Par courrier recommandé du 5 septembre 2024, Madame [Y] a saisi le Pôle Social du Tribunal Judiciaire de TOURS d’une opposition à la contrainte du 20 juin 2023. L’affaire a été appelée à l’audience du 11 décembre 2023 et renvoyée à la demande des parties.
A l’audience du 7 octobre 2024, la [6] demande de : - « déclarer Madame [Y] irrecevable, - débouter Madame [Y] de toutes ses demandes, - confirmer la contrainte, - condamner Madame [Y] à lui payer une somme de 300 € au titre de l’article 700 du Code de procédure civile ».
La [6] expose que la contrainte a été notifiée à Madame [Y] par courrier recommandé du 20 juin 2023, lequel a été présenté par [9] le 23 juin 2023 et le 24 juin 2023, mais que l’intéressée n’a pas daigné récupérer le courrier. Elle considère que Madame [Y] est forclose, n’ayant pas contesté la contrainte dans les 15 jours de la notification. A titre subsidiaire, elle indique que la mise en demeure lui a été adressée par courrier recommandé le 6 décembre 2022 (pli non réclamé), puis à nouveau par courrier simple en date du 1er mars 2023. Selon elle, la contrainte précise que le directeur de la [6] agit pour le recouvrement d’indus de prestations dont l’origine est le règlement du 29 septembre 2021 au 5 avril 2022 des indemnités journalières du 7 octobre 2021 au 21 février 2022 et du 21 janvier 2022 au 25 janvier 2022, précisant que le calcul de l’indemnité journalière était erroné. Elle ajoute que la contrainte fait référence à la mise en demeure du 1er mars 2023 et que les voies de recours et modalités d’opposition sont parfaitement indiquées dans la contrainte. A titre infiniment subsidiaire, elle indique que l’indu de 1.487,85 € s’explique par un calcul erroné de l’indemnité journalière, précisant que l’assurée a travaillé pour plusieurs sociétés, qu’un employeur a demandé la subrogation sur certaines périodes, que sur la période de référence, Madame [Y] n’a pas toujours travaillé et que pour certaines périodes de référence, Madame [Y] n’a plus qu’un employeur.
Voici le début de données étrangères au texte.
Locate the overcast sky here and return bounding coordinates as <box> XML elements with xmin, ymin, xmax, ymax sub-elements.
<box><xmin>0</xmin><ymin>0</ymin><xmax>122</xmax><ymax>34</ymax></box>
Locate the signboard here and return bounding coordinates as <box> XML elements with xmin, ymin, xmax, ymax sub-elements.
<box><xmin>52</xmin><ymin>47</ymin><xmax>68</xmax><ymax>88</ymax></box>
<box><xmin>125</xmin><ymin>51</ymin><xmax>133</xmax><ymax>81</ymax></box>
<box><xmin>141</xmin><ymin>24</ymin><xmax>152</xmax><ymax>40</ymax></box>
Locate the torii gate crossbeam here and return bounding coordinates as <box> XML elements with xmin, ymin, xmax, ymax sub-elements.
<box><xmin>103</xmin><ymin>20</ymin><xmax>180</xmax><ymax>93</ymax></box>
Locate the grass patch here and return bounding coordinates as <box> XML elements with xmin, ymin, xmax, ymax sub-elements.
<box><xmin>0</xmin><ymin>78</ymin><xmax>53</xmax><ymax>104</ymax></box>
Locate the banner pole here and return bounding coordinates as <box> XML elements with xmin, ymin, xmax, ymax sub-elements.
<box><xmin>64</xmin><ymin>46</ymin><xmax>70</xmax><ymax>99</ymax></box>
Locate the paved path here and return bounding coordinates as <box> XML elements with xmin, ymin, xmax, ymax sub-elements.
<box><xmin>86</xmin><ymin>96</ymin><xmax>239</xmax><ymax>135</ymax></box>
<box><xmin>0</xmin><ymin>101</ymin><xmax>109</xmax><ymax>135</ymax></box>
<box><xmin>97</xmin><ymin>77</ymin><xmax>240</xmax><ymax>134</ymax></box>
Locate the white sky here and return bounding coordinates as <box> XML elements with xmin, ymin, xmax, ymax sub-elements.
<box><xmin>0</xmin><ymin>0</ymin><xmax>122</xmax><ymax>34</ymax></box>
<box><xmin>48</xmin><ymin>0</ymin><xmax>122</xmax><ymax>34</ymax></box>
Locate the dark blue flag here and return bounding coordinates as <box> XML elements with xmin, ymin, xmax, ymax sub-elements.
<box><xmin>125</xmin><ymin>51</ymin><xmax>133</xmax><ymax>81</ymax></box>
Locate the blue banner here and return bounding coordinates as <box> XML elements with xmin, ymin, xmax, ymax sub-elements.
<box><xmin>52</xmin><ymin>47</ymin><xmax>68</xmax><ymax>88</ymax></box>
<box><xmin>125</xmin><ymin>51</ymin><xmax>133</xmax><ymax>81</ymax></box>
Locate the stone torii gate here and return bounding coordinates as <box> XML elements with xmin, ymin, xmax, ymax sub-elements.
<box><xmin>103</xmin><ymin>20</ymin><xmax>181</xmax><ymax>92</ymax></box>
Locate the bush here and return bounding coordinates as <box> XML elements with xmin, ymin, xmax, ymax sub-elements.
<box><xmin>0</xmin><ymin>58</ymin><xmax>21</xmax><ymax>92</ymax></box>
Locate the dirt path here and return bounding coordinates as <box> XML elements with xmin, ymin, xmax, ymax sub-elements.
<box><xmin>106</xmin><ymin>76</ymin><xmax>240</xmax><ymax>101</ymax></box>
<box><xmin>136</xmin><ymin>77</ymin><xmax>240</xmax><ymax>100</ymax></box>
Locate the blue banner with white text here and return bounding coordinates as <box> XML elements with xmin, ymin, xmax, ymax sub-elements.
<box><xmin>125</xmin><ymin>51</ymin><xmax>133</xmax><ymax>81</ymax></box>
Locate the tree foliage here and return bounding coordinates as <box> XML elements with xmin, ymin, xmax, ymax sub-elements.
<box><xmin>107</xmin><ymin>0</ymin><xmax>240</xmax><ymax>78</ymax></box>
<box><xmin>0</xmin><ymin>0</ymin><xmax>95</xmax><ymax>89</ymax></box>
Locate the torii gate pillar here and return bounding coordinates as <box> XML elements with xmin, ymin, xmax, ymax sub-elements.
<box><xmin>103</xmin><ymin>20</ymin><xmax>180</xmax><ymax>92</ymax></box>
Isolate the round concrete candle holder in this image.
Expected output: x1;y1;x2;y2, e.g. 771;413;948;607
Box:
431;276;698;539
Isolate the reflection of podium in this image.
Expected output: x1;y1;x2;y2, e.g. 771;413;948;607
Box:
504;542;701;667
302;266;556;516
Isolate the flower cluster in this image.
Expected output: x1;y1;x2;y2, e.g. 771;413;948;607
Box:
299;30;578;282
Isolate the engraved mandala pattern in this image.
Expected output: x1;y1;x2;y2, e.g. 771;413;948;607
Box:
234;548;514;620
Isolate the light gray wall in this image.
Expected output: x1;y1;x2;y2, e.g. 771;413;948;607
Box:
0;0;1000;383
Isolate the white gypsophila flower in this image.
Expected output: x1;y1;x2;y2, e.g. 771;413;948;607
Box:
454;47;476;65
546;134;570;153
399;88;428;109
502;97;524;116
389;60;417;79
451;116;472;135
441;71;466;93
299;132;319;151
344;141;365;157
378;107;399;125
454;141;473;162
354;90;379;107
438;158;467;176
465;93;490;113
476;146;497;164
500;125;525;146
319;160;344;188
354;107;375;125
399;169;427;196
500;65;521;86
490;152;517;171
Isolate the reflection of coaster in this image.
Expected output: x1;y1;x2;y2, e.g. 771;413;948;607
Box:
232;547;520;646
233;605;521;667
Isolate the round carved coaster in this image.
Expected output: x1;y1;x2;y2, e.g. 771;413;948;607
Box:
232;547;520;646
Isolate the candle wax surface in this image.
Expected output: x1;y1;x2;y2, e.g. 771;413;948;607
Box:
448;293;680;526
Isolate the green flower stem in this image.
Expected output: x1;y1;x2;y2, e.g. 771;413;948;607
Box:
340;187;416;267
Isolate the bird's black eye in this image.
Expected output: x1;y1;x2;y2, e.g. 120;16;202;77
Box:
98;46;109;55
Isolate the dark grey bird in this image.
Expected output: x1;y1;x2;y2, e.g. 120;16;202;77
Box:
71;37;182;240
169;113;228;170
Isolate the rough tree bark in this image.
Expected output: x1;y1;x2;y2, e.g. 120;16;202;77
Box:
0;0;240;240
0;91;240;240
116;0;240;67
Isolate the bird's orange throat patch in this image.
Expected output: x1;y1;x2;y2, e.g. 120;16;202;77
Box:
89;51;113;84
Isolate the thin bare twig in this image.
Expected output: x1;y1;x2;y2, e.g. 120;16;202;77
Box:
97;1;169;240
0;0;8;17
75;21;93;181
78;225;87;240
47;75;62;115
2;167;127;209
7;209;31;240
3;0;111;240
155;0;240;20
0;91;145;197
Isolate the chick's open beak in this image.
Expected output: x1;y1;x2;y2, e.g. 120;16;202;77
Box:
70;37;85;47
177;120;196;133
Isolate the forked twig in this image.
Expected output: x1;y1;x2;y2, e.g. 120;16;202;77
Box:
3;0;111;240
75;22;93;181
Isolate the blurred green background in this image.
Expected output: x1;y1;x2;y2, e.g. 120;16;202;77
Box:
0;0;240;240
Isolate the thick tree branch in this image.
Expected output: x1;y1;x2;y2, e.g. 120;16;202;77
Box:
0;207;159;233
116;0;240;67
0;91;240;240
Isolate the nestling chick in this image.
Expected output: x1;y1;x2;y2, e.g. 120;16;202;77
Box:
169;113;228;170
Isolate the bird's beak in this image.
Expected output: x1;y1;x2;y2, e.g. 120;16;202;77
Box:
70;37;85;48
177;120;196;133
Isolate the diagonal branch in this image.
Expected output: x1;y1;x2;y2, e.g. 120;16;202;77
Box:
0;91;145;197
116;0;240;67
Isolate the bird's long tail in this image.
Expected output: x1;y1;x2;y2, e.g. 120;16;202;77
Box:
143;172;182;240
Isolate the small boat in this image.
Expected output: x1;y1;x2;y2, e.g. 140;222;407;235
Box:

Madame [Y] demande au tribunal « à titre principal de débouter la [6] de son action en recouvrement et à titre subsidiaire de surseoir à statuer et d’ordonner à la [6] d’indiquer précisément ses modalités de calcul en justifiant ces derniers à l’aune des bulletins de travail de Madame [Y] et des arrêts maladie de cette dernière ».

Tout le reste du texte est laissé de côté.